第65話 海賊退治です 二島目の残り

「到着です。気を付けてね、近くにいますから」


 島の中心地点に転移してきた僕達は身をかがめ辺りを警戒します。


「大丈夫見付かってないわね。それにしても上手い具合に塀の外なんて幸運ね」


 え? 僕だって考えてますよ?


「はい。海賊達の前に出ちゃうと思ってました」


 プシュケまで!


「いやいやちゃんと考えてますよ。地図があったでしょ? そこよりちょっと島の中心方向に転移したのですから。でも塀の外とは本当に幸運でした」


「まあそう言うことにしておくわ。で様子はどんな感じなの?」


「あのですね、二十人くらい集まっているところとそれより少なくて十五人かな。所々二名ずつ高いところ、見張り台でしょうそこにいるのが海賊でしょうね」


「なるほど。三十五人ね。見てみるわ。んん神眼~。逆ね。二十一人が海賊よ捕まっているのは十五人。だから多い方そっちをぐるぐるしちゃって」


「了解です♪ 見張りを捕まえた人達にやらせてるんだね。僕だけなら間違っちゃうところでした。テラがいてくれて本当に助かるよ。ありがとうテラ♪」


「べ、別に大したことじゃないわ。ほらほら私を見てないで!」


(何かしら? パパが変なこと言うから意識しちゃうじゃない······私は大地の神なのよ。今は分け身だけど······でもこのままライが······)

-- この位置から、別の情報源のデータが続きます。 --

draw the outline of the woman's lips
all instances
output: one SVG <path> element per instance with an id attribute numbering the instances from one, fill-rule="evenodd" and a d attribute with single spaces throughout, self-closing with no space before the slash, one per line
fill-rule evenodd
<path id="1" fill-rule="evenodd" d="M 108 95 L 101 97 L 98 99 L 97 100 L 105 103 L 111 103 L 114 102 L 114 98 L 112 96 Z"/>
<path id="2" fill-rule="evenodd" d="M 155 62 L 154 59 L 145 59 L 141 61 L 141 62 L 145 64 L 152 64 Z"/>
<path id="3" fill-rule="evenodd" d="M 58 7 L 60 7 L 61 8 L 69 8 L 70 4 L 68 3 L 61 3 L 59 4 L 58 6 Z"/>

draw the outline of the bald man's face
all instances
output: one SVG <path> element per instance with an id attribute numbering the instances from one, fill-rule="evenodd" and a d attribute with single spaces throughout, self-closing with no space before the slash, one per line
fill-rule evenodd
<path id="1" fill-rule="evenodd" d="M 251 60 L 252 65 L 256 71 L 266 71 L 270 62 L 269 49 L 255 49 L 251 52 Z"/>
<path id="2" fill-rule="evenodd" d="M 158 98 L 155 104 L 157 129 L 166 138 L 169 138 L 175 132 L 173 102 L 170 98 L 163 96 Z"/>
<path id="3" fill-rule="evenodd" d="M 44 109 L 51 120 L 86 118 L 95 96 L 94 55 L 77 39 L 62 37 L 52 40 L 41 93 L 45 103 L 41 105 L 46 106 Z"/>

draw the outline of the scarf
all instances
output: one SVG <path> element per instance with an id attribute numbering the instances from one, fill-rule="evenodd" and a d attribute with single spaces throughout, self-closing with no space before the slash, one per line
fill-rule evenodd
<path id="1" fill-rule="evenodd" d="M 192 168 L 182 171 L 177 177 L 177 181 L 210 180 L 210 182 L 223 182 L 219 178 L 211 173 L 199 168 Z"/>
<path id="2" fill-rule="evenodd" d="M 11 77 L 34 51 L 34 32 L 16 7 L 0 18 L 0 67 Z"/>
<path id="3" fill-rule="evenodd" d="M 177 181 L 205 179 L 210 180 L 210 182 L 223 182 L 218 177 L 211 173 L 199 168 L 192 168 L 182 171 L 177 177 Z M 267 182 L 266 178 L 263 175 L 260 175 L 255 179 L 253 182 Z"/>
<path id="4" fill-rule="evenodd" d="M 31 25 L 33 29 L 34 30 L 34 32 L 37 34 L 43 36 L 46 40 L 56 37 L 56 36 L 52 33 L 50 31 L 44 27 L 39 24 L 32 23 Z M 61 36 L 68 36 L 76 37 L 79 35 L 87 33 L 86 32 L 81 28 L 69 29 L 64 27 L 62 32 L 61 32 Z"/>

 テラは少し顔を赤くして、ぷいっとそっぽを向いてしまいました。


 くふふふ。ムルムルを摘まんで引っ張ってます。痛くないかもしれませんがほどほどにしてあげてね。


「は~い♪ やっちゃいますよ~、ぐるぐる~」


 五分ほどしてその二十一人の魔力がなくなり気絶したようなのでプシュケを抱えて二メートルほどの塀を飛び越えます。


「なっ! 何者ですか!」


 見張り台の上にいた人達に見付かりました。


「こんにちは♪ 皆さんを助けに来ました。もう海賊達は気絶させたので皆さんどこかに集まってくれますか?」


 見張り台にいた二人の男性は顔を見合わせ大きく頷くと。


「本当に大丈夫なのか? 鐘を鳴らして良いならすぐに奴らの家の前に集まれるが」


「おお! それはありがたいです♪ ぜひお願いします」


 もう一度見張り台二人は顔を見合わせ頷くと片方の人がハンマーを持って半鐘を撃ち鳴らしました。


 カンカンカンカン


 その後梯子を使い下に下りてきましたので一緒に海賊達の家に向かいます。


 海に面した一番大きな家で、パラパラと集まり出しているようです。


「集合の半鐘が鳴ったが何事だ?」

「どこかがこの島に攻めてきたのか?」

「いやいやこの島は見付かってないと言っていたぞ、どこかの島は見付かったから島を変えるって」

「それ俺も聞いた!」


 おお! 皆さん一気に喋ると誰が何を言ったのかさっぱりですよ。


「みんな! 静かにしてくれ! 今ここにいる少年が海賊達を気絶させたそうだ。現に今奴らは家から出てきていないだろう。そうだ。少年何か一言もらえるかな」


 うんうん。


「はい。初めまして皆さん。こんにちは。この後ですが、一度サーバル男爵領に行ってから皆さんの元の町や村に帰ってもらうことになると思います。えっと、皆さんは拘束はされてないのですね?」


 良く見ると誰一人ここまで外してきた鉄の腕輪をしていません。


「ああ。ここの島にいるものはもう何年も攫われてから海賊達といて、一度も脱走などをしなかった者達だからな腕輪は免除されているだけだ」


 えっと何故逃げないのでしょうか?


「いや、恥ずかしいのだが、ここにいる者達はだな、泳げない者達ばかりなんだ······」


「えっと、それは······し、仕方がないですよね♪ あは、あは、あははは」


 僕もこの前テラに教わるまで泳いだ事無かったですし、泳げる場所が近くに無ければ泳げない人も沢山いてもおかしくありませんしね。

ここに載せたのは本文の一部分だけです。